Zinc
Many people swear that zinc can help them recover from a cold faster than any medicine. It’s definitely an immune booster, but it’s also important for muscle recovery. It helps repair tissue after your workout, plus it helps metabolize carbs, fats, and protein quicker. On average you need 9 to 12 milligrams a day and the best sources are beef, shellfish, and cheddar cheese, but you can also find it in chickpeas, quinoa, and even pumpkin seeds.
Calcium
Calcium is a well-known mineral that is used to keep your bones strong. In addition, it regulates muscle contractions, which determines how hard and how long you can exercise. You need about 1,000 to 1,300 milligrams a day, and unfortunately, 62% of people don’t have their calcium levels where they’re supposed to be. This leaves you at risk for weak bones and therefore are more vulnerable to fractures.
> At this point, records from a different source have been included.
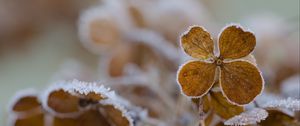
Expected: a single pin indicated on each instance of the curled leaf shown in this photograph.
(278, 118)
(240, 81)
(196, 78)
(198, 43)
(235, 43)
(292, 104)
(249, 117)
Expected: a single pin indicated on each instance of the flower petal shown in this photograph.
(236, 43)
(240, 81)
(196, 78)
(198, 43)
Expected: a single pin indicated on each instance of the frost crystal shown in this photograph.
(290, 103)
(290, 87)
(249, 117)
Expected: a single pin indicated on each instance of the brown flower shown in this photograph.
(240, 80)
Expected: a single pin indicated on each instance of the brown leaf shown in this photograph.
(240, 81)
(222, 107)
(88, 118)
(198, 43)
(196, 78)
(114, 116)
(278, 118)
(63, 102)
(36, 120)
(26, 103)
(236, 43)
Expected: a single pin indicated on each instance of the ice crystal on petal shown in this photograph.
(249, 117)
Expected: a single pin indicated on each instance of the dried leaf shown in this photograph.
(88, 118)
(240, 81)
(26, 103)
(292, 104)
(248, 118)
(278, 118)
(236, 43)
(36, 120)
(196, 78)
(63, 102)
(198, 43)
(222, 107)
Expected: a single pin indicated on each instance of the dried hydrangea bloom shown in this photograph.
(72, 103)
(289, 103)
(240, 80)
(248, 118)
(73, 99)
(278, 118)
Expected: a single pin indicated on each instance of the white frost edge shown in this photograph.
(187, 31)
(237, 25)
(289, 103)
(116, 105)
(249, 117)
(261, 91)
(177, 79)
(72, 87)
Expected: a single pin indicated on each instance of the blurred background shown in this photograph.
(40, 41)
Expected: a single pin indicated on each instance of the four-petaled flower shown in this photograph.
(240, 80)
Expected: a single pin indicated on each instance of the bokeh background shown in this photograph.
(38, 38)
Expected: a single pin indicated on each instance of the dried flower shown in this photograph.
(72, 103)
(278, 118)
(240, 80)
(249, 117)
(290, 103)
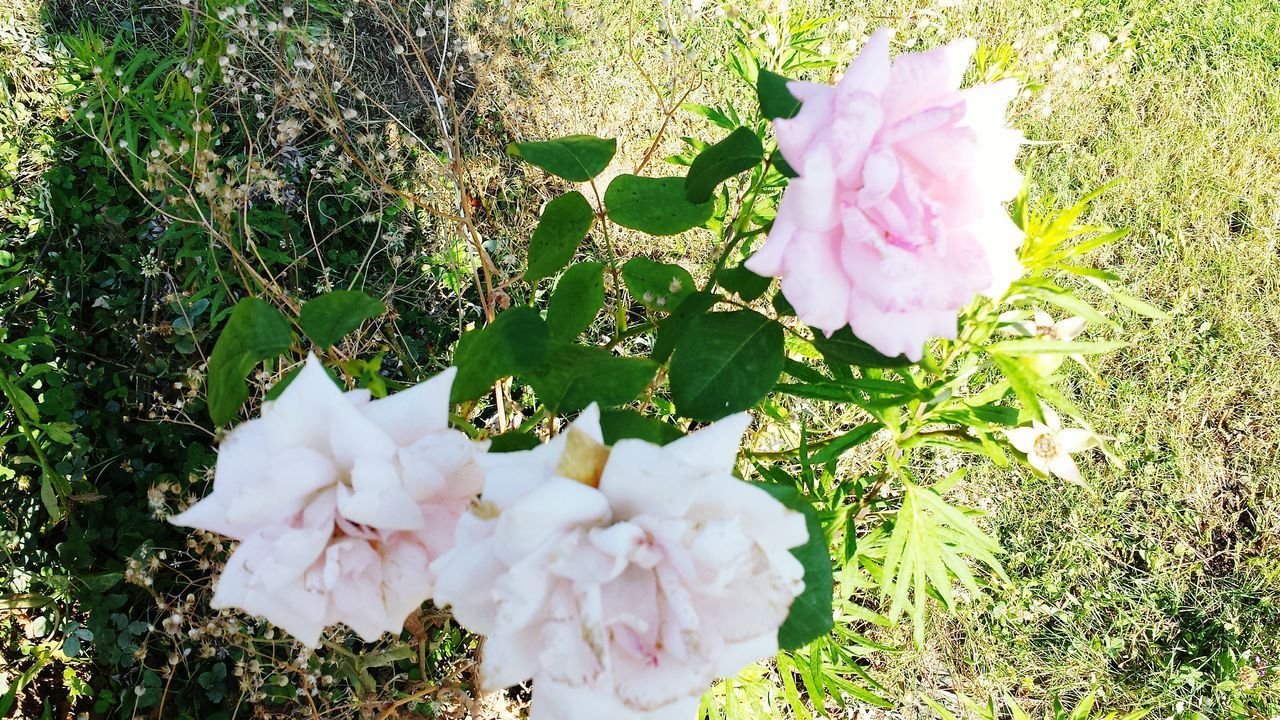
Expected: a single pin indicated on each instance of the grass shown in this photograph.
(1159, 588)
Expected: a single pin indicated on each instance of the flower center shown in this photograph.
(1046, 446)
(584, 459)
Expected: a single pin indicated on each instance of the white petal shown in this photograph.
(714, 447)
(520, 595)
(554, 507)
(352, 436)
(465, 578)
(295, 474)
(376, 497)
(510, 659)
(1064, 466)
(304, 411)
(1074, 440)
(644, 478)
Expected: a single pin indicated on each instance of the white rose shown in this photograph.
(339, 502)
(622, 580)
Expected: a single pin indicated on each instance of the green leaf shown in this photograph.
(625, 423)
(654, 205)
(740, 151)
(576, 158)
(255, 332)
(840, 445)
(810, 615)
(560, 231)
(515, 342)
(672, 327)
(743, 282)
(776, 100)
(927, 547)
(844, 347)
(657, 286)
(513, 441)
(1066, 301)
(725, 363)
(50, 499)
(329, 318)
(1047, 346)
(576, 301)
(577, 376)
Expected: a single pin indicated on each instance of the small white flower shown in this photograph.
(1048, 446)
(1042, 326)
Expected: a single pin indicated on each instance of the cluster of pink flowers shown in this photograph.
(622, 579)
(896, 218)
(625, 579)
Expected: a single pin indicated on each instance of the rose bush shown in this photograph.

Good sources of calcium are yogurt, fortified dairy substitutes, kale, and sardines–bet you didn’t think of finding calcium in these!
Potassium
People often eat bananas to help them eliminate cramps during their workouts, yet it’s not the best source of potassium. This mineral helps the cells in your body use glucose for energy, it helps keep your muscles going longer, keeps your reflexes on point, and helps eliminate the shakes and even feeling nauseous. Bananas are a sweet version of potassium, but other sources that have more potassium include white beans, russet potatoes, spinach, apricots, and even cashews and yogurt.
These minerals will definitely keep you strong during and after your workout!